If your dreams occasionally involve spreadsheets that extend endlessly in all directions, good news: Researchers have developed a virtual reality spreadsheet interface that could expand Google Sheets and Microsoft Excel files from flat screens into 3D spaces. Rather than being nightmare-inducing, it could actually make spreadsheet apps more usable than before.

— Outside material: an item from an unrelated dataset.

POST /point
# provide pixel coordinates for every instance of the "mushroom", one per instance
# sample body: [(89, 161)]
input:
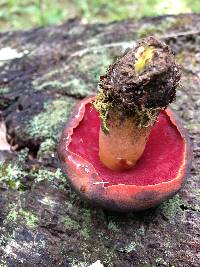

While traditional spreadsheets have been limited by the boundaries of 2D windows and displays, the research team envisions VR opening up adjacent 2D workspaces for related content, then using 3D for everything from floating menus to cell selection and repositioning. In one example, a VR headset mirrors the view of one spreadsheet page displayed on a physical tablet, while two virtual sheets sit to the left and right, permitting drag-and-drop access to their cells, as an overview hovers above.
Alternatively, tablet-surrounding areas could display useful reference materials, expanded views of formulas, or the full collection of a spreadsheet’s pages displayed as floating previews. Another possibility is a single spreadsheet page that stretches far further than the 30-degree diagonal field of view occupied by a typical tablet on a desk, utilizing more of the ~110-degree fields of view supported by VR headsets.
Fans of the film Minority Report and portrayals of similarly holographic future 3D interfaces will appreciate the team’s use of a floating pie menu — complete with a drop shadow on the spreadsheet — for selecting features and functions, as well as spherical rather than flat buttons and other visual elements that appear to leap off the flat pages. The 3D spreadsheet workspace could also be extended with floating desktop objects, such as a virtual trash can, to make disposing of unwanted content more intuitive.